7 Toen je oud en wild werd en rekeningen tegenkwam, kwam je er op de een of andere manier nooit bij terecht met Gessler Brothers. Het zou niet lijken alsof hij daar naar binnen ging en zijn voet uitstrekte naar die blauwe, ijzeren bril, hem meer dan - zeg maar - twee paar schuldig, alleen de comfortabele geruststelling dat men nog steeds zijn cliënt was.
8 Want het was niet mogelijk om heel vaak naar hem toe te gaan - zijn laarzen duurden verschrikkelijk, hadden iets voorbij het tijdelijke - sommige als het ware de essentie van de laars erin genaaid.
9 Een ging naar binnen, niet zoals in de meeste winkels, in de stemming van: "Dien me alstublieft en laat me gaan!" maar rustig, wanneer men een kerk binnengaat; en zittend op de enige houten stoel, wachtte - want er was nooit iemand daar. Al snel, over de bovenrand van dat soort put - nogal donker en geurend naar leer - dat de winkel vormde, zou zijn gezicht, of dat van zijn oudere broer, naar beneden turen. Een keelgeluid en de tip-tik van bastpantoffels die de smalle houten trap verslaan, en hij zou voor een staan zonder jas, een beetje gebogen, in lederen schort, met mouwen omgedraaid, knipperend - alsof gewekt uit een droom over laarzen , of als een uil verrast bij daglicht en geïrriteerd door deze onderbreking.
10 En ik zou zeggen: "Hoe gaat het met u, mijnheer Gessler? Kunt u een paar leren laarzen voor Rusland voor me maken?"
11 Zonder een woord zou hij me verlaten, met pensioen vanwaar hij kwam, of in het andere gedeelte van de winkel, en ik zou blijven rusten in de houten stoel, de wierook van zijn handel inhalerend. Spoedig zou hij terugkomen, met een dunne, geaderde hand in een stuk goudbruin leer. Met de ogen erop gericht, zou hij opmerken: "Wat een prachtig stuk!" Toen ik het ook had bewonderd, zou hij weer spreken. "Wanneer wand je?" En ik zou antwoorden: "Oh! Zodra je het gemakkelijk uitkomt." En hij zou zeggen: "Morgen ford-nighd?" Of als hij zijn oudere broer was: "Ik zal het mijn brutder vragen!"
12 Dan zou ik mompelen: 'Bedankt! Goedemorgen, meneer Gessler.' "Goot-ochtend!" antwoordde hij, nog steeds kijkend naar het leer in zijn hand.

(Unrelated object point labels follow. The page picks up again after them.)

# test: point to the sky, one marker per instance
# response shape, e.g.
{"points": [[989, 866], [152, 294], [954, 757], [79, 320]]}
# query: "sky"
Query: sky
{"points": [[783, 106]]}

En toen ik naar de deur liep, hoorde ik het tikken van zijn bastpantoffels die hem de trap op herstelden in zijn droom van laarzen. Maar als het een nieuw soort voetuitrusting was dat hij me nog niet had gemaakt, dan zou hij inderdaad de ceremonie in acht nemen - me van mijn laars afstoten en het lang in zijn hand houden, ernaar kijken met ogen tegelijk kritisch en liefdevol, alsof hij zich de gloed herinnert waarmee hij hem had gecreëerd en de manier berispte waarop men dit meesterwerk had gedesorganiseerd. Vervolgens legde hij mijn voet op een stuk papier, kietelde hij twee of drie keer de buitenranden met een potlood en streek hij zijn nerveuze vingers over mijn tenen en voelde hij zich in het hart van mijn eisen.